If they thought seriously about the matter they would see that this is so badly formulated, so contrary to good sense, so opposed to honesty, and so distant in every way from the good manner that they seek, that nothing is more capable of bestowing upon them the contempt and aversion of mankind and have them seem to be persons without spirit or judgment.  And, indeed, if one were to make them aware of their sentiments and the reasons they have to doubt Religion, they would say things so feeble and base that they would persuade us rather of the contrary.   This was what one person said one day on the subject: if you continue such debates, he told them, you will convert me for real.  And he was right; for who would not hate to be viewed with such sentiments as would make them companions to people so contemptible?    

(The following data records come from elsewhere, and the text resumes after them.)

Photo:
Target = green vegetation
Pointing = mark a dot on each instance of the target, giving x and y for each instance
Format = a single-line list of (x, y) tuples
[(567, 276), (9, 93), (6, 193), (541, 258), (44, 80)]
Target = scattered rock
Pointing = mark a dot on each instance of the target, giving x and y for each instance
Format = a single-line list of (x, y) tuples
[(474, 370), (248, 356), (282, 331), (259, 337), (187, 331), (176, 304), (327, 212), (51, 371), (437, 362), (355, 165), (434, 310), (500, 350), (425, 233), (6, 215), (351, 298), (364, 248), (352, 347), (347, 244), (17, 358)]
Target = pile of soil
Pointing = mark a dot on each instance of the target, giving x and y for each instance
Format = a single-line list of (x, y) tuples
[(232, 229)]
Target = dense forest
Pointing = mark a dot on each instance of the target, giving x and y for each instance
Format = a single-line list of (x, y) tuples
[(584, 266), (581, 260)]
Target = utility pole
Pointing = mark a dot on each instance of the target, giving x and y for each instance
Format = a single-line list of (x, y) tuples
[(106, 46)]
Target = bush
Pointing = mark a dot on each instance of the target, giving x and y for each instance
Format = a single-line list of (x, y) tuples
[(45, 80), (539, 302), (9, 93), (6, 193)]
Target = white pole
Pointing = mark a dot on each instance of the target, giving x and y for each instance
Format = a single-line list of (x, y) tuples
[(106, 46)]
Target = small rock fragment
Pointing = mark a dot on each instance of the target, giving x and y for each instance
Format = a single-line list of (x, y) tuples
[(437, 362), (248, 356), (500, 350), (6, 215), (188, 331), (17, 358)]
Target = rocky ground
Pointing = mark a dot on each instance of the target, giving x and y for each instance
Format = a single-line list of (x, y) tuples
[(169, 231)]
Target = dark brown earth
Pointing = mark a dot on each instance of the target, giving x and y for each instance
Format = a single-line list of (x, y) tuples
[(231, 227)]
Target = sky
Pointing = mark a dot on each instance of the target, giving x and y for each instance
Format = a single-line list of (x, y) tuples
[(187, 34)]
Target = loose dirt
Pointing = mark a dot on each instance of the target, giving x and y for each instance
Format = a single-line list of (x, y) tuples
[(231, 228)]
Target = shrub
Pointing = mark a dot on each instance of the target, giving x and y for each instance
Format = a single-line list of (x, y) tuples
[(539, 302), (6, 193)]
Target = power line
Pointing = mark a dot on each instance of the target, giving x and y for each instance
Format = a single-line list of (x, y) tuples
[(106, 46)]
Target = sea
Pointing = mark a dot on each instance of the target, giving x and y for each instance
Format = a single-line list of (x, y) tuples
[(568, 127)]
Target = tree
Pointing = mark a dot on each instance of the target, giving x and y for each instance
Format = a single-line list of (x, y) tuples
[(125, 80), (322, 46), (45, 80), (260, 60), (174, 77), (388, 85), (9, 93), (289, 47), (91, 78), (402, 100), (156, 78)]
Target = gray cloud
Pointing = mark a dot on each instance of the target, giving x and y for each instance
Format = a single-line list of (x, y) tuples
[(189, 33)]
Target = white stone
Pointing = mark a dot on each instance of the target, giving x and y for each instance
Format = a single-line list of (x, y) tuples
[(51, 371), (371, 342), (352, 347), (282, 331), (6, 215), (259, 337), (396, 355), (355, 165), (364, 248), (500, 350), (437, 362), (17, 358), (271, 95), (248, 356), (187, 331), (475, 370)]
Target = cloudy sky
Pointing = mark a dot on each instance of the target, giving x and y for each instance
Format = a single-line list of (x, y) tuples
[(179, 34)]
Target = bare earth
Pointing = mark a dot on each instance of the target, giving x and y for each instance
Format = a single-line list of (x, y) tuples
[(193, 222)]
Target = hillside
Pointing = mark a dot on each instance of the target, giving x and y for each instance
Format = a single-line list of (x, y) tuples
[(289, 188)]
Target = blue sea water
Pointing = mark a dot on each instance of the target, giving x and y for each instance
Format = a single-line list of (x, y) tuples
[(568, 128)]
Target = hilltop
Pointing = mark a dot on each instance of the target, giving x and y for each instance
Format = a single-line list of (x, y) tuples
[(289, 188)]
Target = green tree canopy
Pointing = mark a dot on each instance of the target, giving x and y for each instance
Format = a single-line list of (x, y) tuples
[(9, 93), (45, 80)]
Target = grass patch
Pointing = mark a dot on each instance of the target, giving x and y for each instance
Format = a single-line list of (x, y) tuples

Thus those who only feign these sentiments are quite unhappy to constrain their natural being to render themselves the most impertinent of men.  If they are angry in their heart of hearts for not having more light, they cannot hide it.  Such a declaration would not be honest; there is no shame apart from not doing so.  Nothing reveals more of a strange weakness of mind than not to know what is man's unhappiness without God.  Nothing indicates a greater baseness of heart than not to want the truth regarding eternal promises. Nothing is more cowardly than to brave God.  May they then leave these impieties to those who were already badly born to be capable of them: may they be the least honest of persons if they cannot yet be Christians; and may they recognize finally that there are only two types of people: those who serve God with all their hearts because they know Him and those who seek Him with all their hearts because they do not know Him yet.   

It is therefore for those who seek God sincerely and who recognize their misery in desiring truly to escape this conundrum that it is just to work, with the aim of helping them to find the light that they do not possess. 

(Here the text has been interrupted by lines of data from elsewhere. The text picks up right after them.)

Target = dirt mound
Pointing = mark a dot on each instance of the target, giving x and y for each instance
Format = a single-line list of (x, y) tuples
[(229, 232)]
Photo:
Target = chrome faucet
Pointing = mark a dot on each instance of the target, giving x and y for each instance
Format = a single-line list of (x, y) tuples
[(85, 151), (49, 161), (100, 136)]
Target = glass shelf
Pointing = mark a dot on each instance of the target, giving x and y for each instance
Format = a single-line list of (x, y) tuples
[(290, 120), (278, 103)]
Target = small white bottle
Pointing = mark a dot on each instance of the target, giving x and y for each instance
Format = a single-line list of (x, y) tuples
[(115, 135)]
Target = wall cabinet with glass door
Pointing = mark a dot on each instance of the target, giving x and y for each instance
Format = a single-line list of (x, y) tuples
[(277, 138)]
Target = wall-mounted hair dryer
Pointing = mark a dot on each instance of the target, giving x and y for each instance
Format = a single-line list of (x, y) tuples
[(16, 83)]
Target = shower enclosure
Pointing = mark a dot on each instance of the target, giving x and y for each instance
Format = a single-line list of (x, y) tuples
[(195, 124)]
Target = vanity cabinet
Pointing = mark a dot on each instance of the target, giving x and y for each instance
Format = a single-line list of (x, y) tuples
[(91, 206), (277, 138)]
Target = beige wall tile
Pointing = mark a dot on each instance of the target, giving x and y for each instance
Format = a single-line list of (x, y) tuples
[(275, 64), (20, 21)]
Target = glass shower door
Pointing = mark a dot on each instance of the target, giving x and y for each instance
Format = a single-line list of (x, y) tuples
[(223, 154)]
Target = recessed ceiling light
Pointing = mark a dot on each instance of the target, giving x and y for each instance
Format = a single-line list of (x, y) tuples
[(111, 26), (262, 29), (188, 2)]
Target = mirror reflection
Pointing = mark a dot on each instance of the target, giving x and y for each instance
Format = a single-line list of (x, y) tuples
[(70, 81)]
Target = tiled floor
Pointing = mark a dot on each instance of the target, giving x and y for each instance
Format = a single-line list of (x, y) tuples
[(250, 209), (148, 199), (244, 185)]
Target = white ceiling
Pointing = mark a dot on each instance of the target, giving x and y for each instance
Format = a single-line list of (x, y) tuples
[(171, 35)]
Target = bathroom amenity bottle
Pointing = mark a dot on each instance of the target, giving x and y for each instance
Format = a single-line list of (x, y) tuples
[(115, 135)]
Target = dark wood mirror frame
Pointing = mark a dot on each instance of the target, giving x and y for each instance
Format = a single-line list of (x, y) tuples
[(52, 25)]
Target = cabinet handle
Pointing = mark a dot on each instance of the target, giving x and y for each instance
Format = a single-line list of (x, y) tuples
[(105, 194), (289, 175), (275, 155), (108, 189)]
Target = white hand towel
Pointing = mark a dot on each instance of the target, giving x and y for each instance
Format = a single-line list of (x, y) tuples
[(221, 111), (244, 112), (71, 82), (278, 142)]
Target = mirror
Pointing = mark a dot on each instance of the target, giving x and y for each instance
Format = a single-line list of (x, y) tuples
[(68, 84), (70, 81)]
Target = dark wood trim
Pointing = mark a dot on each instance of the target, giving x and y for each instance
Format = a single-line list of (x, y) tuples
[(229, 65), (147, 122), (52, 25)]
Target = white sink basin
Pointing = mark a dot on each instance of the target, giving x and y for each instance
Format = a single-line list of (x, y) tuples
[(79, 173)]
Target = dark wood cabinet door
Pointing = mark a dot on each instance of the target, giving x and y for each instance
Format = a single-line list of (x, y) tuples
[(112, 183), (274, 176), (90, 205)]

But for those who live without knowing Him and without seeking Him, they deem themselves so unworthy of their own care, may they not be worthy of care by others.  One would have to show all the charity of the Religion they despise not to despise them until one abandons them to their folly.  Yet because this Religion obliges us to regard them always as being capable of Grace in this life, Grace that might enlighten them, and to believe that, in short order, they might be more filled with faith than we are, and that, conversely, we too might fall into the blindness which they inhabit, we have to do for them what we would want done for us if we were in their place and beseech them to take pity on themselves, and at least to take a few steps to see whether they might not find this light.  May they devote to the reading of this work a few hours of which they would otherwise make little use.  Perhaps they will find something here, or at least they would not lose too much.  But for those imbued with perfect sincerity and veritable desire to know the truth, I hope that they will be satisfied and convinced of the proofs amassed here of a Religion so divine.